Je pénétrai dans le bar sous le regard fixe du videur, qui ne fit pas le moindre geste pour m'en empêcher. L'intérieur du bar était sombre et bondé. S'y déhanchaient des étudiants en manque d'alcool au côté de dealers ou des plus anciens, juste attablés au bar pour boire leur bière quotidienne. Au fond, à côté de la scène, un escalier montait au deuxième étage. Je me faufilai entre les convives alcoolisés pour atteindre les marche et les gravir, Thomas sur mes talons. Au niveau supérieur, s'alignaient quelques tables, éclairées par quelques lampes basse consommation et la lumière qui filtrait depuis les fenêtres. Plusieurs groupes de personnes s'y entassaient, riant grassement ou criant les uns sur les autres. Dans le coin de la pièce, assis à une table carrée face à un verre d'une couleur orange fluo entre deux femmes qui n'étaient probablement pas sans proposer quelques services payants, se trouvait Saveriu Santoni. C'était un homme à l'allure rude et burinée, malgré son âge dans la trentaine. Il avait les cheveux et les yeux bruns, et la voix forte portant des emprunts d'accent de sa corse natale. Toujours vêtu d'un long manteau, il semblait prendre son image de détective privé directement tiré d'un roman noir très au sérieux, et avait la réputation pour appuyer cela. Je savais par ailleurs qu'il ne se promenait jamais désarmé.
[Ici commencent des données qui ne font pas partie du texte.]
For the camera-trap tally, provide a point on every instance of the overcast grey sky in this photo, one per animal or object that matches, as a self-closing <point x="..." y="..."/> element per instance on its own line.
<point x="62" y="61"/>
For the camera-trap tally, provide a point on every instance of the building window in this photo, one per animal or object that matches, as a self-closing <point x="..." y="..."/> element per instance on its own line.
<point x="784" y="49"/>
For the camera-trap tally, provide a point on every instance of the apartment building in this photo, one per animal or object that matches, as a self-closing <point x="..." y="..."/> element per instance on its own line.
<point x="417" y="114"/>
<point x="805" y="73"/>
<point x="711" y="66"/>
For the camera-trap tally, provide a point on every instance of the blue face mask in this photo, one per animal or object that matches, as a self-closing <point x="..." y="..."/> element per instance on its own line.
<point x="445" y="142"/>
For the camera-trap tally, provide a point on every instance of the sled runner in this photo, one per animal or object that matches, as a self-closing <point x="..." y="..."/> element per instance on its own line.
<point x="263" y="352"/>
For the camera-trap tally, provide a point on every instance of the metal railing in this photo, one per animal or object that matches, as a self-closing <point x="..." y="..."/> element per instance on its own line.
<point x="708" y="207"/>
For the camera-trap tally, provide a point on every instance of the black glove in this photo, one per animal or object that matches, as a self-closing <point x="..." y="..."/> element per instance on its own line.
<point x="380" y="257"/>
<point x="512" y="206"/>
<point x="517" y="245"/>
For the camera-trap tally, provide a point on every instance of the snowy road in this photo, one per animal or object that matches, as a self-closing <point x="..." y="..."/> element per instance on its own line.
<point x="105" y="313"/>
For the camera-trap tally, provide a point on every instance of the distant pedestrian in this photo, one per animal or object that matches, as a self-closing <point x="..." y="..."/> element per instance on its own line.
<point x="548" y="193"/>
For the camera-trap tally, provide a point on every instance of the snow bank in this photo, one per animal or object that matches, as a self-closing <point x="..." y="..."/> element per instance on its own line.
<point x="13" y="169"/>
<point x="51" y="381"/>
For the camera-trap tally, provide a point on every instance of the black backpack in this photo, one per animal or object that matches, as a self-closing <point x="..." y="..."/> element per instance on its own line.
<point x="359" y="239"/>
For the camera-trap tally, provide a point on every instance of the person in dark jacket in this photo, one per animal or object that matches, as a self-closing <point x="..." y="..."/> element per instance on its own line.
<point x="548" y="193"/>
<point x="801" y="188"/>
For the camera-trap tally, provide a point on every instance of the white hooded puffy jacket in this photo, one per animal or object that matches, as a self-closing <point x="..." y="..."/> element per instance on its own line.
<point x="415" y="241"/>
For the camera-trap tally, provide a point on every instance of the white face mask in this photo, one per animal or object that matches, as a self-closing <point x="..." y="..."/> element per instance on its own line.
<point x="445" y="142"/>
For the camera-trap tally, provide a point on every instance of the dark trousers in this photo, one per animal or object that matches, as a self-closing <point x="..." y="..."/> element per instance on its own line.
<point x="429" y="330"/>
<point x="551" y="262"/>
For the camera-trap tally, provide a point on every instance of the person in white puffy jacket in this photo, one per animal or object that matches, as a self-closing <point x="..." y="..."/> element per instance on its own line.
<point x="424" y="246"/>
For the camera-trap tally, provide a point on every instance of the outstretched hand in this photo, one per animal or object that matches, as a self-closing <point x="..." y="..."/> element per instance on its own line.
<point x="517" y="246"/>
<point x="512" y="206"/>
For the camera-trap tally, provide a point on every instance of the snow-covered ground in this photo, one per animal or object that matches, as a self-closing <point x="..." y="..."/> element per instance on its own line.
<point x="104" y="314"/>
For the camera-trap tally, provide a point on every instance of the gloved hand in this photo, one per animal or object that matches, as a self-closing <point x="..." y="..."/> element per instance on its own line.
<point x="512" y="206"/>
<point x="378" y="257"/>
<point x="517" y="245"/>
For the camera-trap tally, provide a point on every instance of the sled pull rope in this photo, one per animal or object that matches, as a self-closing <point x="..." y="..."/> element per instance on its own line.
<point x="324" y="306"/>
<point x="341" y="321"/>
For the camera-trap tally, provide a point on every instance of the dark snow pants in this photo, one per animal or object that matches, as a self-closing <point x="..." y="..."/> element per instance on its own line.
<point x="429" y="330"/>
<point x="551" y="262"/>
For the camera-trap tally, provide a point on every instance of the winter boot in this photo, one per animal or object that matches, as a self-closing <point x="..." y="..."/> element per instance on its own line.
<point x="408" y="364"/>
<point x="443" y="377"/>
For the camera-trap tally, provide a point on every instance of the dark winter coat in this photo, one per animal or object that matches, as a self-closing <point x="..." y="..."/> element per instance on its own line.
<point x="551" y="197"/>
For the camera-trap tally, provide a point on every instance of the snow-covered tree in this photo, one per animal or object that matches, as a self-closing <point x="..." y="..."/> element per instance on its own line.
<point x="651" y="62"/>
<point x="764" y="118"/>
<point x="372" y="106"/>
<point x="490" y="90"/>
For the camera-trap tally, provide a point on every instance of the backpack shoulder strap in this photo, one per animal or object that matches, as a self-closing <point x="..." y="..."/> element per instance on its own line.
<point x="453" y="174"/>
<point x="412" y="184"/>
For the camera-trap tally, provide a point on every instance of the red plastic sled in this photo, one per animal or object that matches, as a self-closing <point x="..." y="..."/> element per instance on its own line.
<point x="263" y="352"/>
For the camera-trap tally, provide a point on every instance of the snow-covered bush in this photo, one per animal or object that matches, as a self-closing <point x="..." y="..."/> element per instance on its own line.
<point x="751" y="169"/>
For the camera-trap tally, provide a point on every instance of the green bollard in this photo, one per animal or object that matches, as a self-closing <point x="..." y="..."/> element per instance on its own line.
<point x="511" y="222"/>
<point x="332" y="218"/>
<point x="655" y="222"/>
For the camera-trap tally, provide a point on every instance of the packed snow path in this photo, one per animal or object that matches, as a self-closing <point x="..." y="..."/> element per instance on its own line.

Je vins me planter au bout de la table, et le fixai d'un air dédaigneux. Il fit mine de me remarquer avec quelques instants de retard.
-Ah... mon amie, Ester Rosonn elle même! Que me vaut le plaisir de ta visite.
-C'est rarement pour le plaisir que je m'en viens te voir, Santoni. Grinçai-je, très conscient du jeu auquel il était en train de jouer.
-Oh, ne sois pas si dure avec moi, mon amie. Sourit-il. Entre méditerranéens, il faut se soutenir! Les gens d'ici sont aussi ennuyeux que la grisaille qui couve au dessus de leur tête.
-Vale, Santoni, on a compris, tu t'es bien donné en spectacle, maintenant pouvons nous parler affaire? Entra en scène Thomas.
-Oh, tu as encore ramené ton animal de compagnie, à ce que je vois. Plaisanta Santoni. Thomas, c'est ça?
Je ne répondis pas, me contentant de le fusiller du regard. Il soupira théâtralement, avant de concéder à prendre congé des deux prostituées qui s'éloignèrent, non sans chuchoter en me jetant des regards excités.
-On repassera pour la discrétion. Grognai-je en prenant place à la table.
-Eh, Rosonn... les affaires sont les affaires, pas vrai? Si le mot court que tu es venue demander mes services, avec ton divorce en bonne voie, je vais voir les demandes affluer.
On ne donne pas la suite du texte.